Irial was not exactly sad to be leaving. He'd never really enjoyed farming as his brothers did and was not obligated to the land as his father was. Well, none of Ireland held much obligation to the land at the moment. It was the spring of 1740 and the entire countryside was on its knees. The longest, hardest winter in anyone's living memory had been expected to break months ago. Instead, it had merely seemed to crack, spilling a small vestige of warmth that was quickly swept away in the north winds. The crops had failed, the rich were safe in there houses with their stores, and the people were starving. His family had made it through the winter, barely, but the crops had frozen then rotted in the dirt. Their livelihood was gone. They had enough to make it through summer and could replant, but they wouldn't survive another winter. And thus, he was leaving. He'd be traveling to Dublin and finding crossing there. Once on English soil, he'd make his way to London in whatever way he could. He hoped to find a job and lodgings in the city.
The current morning found him on the back of one of their old cobs, a black and white sway-backed mare with a Gypsy dam and a workhorse sire. He was dressed for the road in a plain shirt and a dark pants. A rough linen cowl formed a hood over his head and draped nearly to his knees. His longbow and quiver were held diagonally across his back and crisscrossed a leather satchel on his right hip. A thin iron chain and a worn farthing coin strung on a cord circled his neck. He kept his tooled leather guard on his left forearm and held his mare's reins in the left. The mare, called Tola, chewed thoughtfully at her bit, surveying the stream running near her unshod hooves. Irial urged her forward but was only rewarded with an irritated flick of her tail.

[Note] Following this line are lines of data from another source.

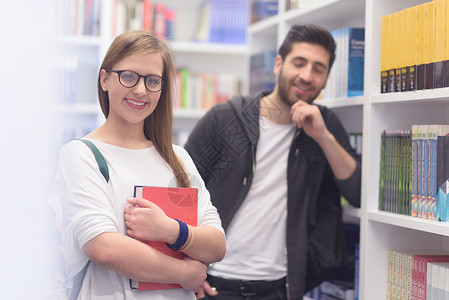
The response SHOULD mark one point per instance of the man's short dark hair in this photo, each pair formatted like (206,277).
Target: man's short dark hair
(308,33)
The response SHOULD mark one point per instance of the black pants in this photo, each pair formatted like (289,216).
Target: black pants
(247,290)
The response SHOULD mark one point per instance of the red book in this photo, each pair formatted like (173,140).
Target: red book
(177,203)
(422,271)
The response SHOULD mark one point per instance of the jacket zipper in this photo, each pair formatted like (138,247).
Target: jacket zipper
(287,284)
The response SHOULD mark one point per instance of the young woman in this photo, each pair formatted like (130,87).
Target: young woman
(103,223)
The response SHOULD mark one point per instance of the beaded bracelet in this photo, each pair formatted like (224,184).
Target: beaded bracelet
(189,244)
(182,237)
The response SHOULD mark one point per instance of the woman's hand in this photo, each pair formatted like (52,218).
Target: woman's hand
(147,222)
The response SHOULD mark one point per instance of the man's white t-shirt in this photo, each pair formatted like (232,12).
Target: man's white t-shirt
(90,206)
(256,237)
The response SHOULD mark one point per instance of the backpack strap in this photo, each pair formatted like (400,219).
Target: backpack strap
(77,283)
(99,158)
(102,165)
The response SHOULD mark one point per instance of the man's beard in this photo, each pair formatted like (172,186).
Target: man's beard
(283,90)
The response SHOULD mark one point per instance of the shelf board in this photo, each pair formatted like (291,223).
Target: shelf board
(342,102)
(78,108)
(326,12)
(262,26)
(209,48)
(80,40)
(435,95)
(441,228)
(181,113)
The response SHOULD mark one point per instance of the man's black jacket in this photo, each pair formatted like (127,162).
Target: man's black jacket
(223,146)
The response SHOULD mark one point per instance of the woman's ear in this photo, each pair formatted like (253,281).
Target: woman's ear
(104,80)
(277,65)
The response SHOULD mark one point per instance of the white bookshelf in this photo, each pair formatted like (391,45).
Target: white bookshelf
(370,114)
(197,57)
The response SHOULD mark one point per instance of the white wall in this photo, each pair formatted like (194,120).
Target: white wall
(25,143)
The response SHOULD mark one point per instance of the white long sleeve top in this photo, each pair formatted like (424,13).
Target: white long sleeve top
(91,206)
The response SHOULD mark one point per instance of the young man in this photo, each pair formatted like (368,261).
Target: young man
(267,160)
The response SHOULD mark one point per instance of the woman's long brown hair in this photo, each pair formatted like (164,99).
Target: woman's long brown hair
(158,125)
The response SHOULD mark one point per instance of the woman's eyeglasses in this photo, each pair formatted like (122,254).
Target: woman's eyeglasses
(129,79)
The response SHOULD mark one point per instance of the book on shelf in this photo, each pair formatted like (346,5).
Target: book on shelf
(411,166)
(420,68)
(146,15)
(440,42)
(262,9)
(436,280)
(202,90)
(423,144)
(346,77)
(395,165)
(430,44)
(442,182)
(177,203)
(414,48)
(408,273)
(446,51)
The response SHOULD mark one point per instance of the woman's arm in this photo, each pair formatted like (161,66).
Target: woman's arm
(136,260)
(146,221)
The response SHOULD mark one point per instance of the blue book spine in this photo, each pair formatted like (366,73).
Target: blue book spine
(356,60)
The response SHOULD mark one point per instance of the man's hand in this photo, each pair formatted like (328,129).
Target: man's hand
(309,118)
(195,276)
(206,289)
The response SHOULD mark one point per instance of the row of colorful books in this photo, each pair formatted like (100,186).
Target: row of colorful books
(262,9)
(414,172)
(417,275)
(144,14)
(415,48)
(78,17)
(347,73)
(223,21)
(200,90)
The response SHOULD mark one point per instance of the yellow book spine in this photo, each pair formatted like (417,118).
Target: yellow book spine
(413,36)
(421,34)
(446,55)
(384,46)
(430,29)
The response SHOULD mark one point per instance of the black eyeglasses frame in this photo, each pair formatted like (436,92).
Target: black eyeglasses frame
(119,72)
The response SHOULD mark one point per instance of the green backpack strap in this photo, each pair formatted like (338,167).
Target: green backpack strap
(99,158)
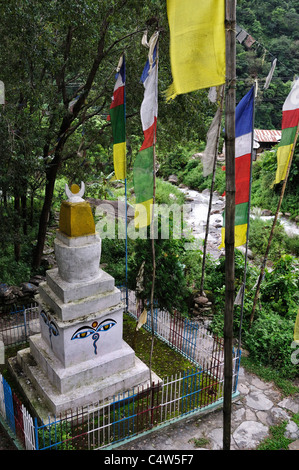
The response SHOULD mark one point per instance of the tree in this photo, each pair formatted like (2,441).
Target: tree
(59,79)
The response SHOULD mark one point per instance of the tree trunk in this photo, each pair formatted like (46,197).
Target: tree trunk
(45,213)
(229,216)
(17,245)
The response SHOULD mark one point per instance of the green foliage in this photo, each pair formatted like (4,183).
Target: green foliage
(169,271)
(276,440)
(281,244)
(281,287)
(269,342)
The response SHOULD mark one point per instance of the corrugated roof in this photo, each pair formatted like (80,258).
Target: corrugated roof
(267,135)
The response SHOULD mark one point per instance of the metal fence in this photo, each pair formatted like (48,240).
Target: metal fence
(104,425)
(18,325)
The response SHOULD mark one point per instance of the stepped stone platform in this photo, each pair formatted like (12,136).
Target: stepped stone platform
(80,356)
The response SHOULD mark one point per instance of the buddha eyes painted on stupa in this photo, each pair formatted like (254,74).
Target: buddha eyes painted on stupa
(94,330)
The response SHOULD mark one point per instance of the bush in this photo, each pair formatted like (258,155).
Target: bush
(269,342)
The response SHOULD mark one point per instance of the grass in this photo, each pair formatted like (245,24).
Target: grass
(165,361)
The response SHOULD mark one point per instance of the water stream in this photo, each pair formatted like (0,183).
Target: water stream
(197,218)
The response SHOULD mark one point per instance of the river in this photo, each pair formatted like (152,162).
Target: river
(197,218)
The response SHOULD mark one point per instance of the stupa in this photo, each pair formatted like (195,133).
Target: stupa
(80,356)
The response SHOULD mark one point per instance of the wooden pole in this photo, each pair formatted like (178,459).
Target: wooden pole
(261,276)
(152,236)
(248,226)
(211,195)
(230,102)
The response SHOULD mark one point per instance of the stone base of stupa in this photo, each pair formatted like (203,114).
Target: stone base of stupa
(79,357)
(46,399)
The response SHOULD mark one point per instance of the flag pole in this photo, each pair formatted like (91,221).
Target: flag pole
(126,223)
(248,224)
(261,276)
(230,16)
(211,195)
(153,238)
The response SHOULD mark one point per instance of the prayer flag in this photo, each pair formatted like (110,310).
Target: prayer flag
(290,120)
(197,44)
(296,330)
(243,160)
(118,121)
(143,170)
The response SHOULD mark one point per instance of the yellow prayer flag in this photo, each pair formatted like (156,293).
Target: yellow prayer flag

"I should have taken Cian instead," he muttered. Cian was his family's other horse, a heavy, unrideable draught they used to plow the fields. Tola snorted at the name and took a moment to get her bulk moving. She plodded through the water, and Irial smiled sadly. He'd be selling her as soon as he reached Dublin to pay for his passage to England. "That's my girl, Tola."
That night, he camped against a small rise in the ground. After crossing earlier that day, Irial and Tola had gone east towards the coast. Midday found them above the crashing white waves. They would follow along the coastline until they hit Dublin. He didn't bother to hobble Tola; she wouldn't stray too far. He lit no fire and instead unraveled his hood to double as a blanket. He fell asleep shivering.
He woke to Tola's shrill whinny and the light of flames. His mind jumped. Had he forgotten to put out the fire? But there had been no fire. He scrambled backwards against the overhanging hill. There were two men with torches standing with their backs to Irial. One was huge and broad shouldered while the other was about Irial's size. Each had a rope in his hands and each rope was tied to Tola. Irial reached for his bow and cursed. He'd left his belongings farther down the stream hidden by a grassy knoll just in case something like this was to happen. Irial stayed silent, weaponless, as Tola was roped and gentled in the least gentle way possible. He watched as the men got her under control, swapped the bit in her mouth for one of twisted iron, and led her protesting away.
He cursed again, loudly now that the men were gone. He went back for his possessions and waited for first light.